Come si accompagna la crescita delle persone e lo sviluppo delle comunità? Lei cosa sta facendo a La Carcova?
«In ogni comunità è importante valorizzare le qualità di ciascuno e lasciare che le persone possano svilupparle. Lo faccio anche qui, con tutte le difficoltà che questo genera. Unità nella libertà, ecco la grande sfi da. Questa è la via perché qualcosa cresca e poi prosegua senza dipendere da te».
Come state affrontando il dramma del Covid-19?

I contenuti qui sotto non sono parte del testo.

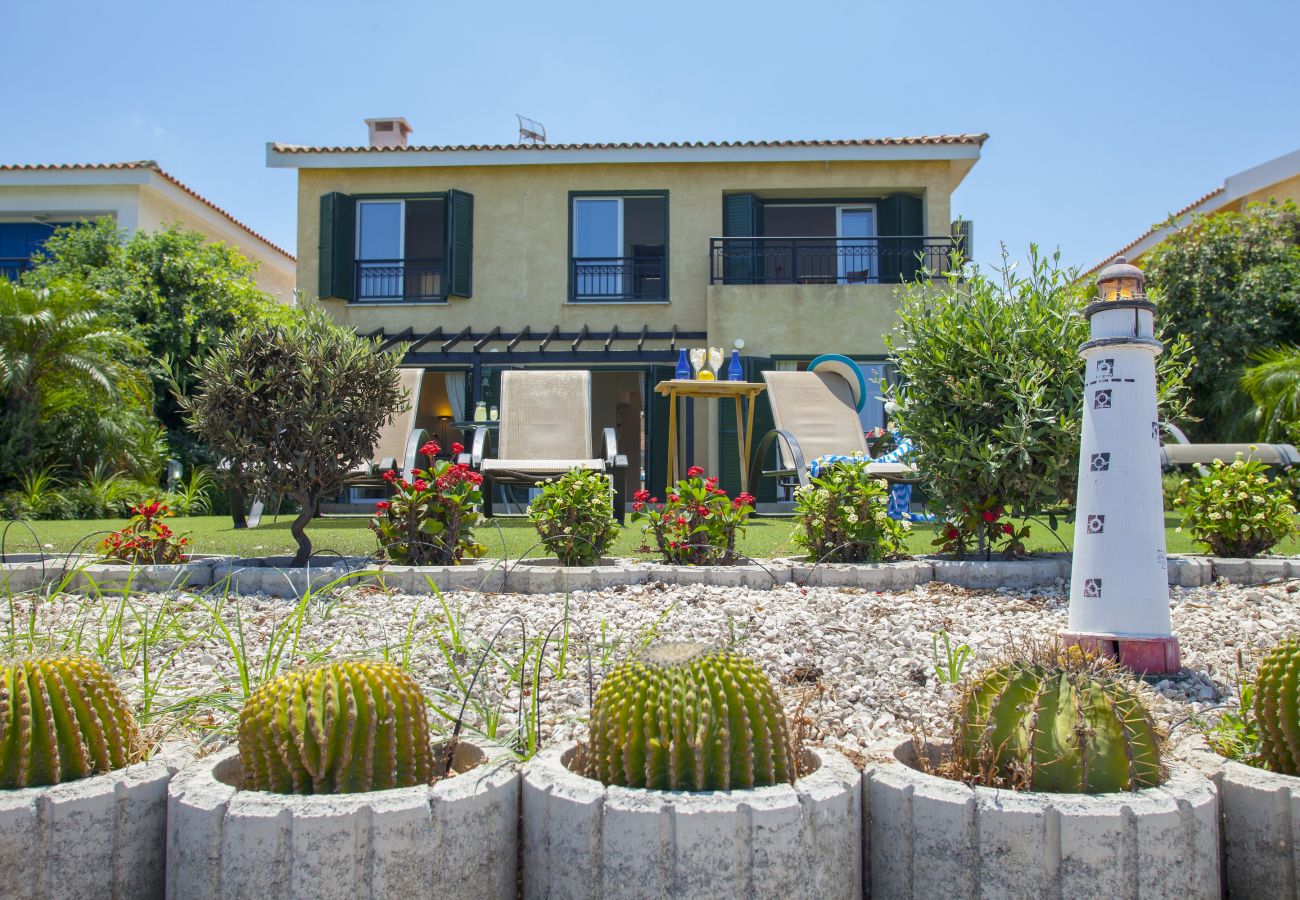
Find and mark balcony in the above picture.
[355,259,447,303]
[709,235,958,285]
[569,256,667,303]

«Quasi senza parlarci tra di noi, come preti delle villas ci siamo subito adattati alle nuove circostanze. Abbiamo impostato il lavoro pastorale in funzione di quanto stava succedendo, ad esempio trasformando le cappelle in mense e in case. Alcuni sacerdoti hanno rifornito di vestiti i più bisognosi e così via. Poi cerchiamo di mantenere lo spirito della comunità trasmettendo le Messe su Facebook, You Tube e attraverso la radio comunitaria. Invece di chiudere la chiesa, la lasciamo aperta. Un giornalista, venuto a trovarmi in questi mesi, ha visto delle pentole sopra l’altare – stavamo cucinando in una delle cappelle – e, sbalordito, mi ha chiesto: “Cosa dice la gente quando vede le pentole sopra l’altare?”. E io gli ho risposto: “La gente che sta cucinando è la stessa che viene a Messa, non ci sono persone che vengono a Messa e altre che si dedicano ai poveri. Qui c’è unità tra ciò che si prega e ciò che si fa”».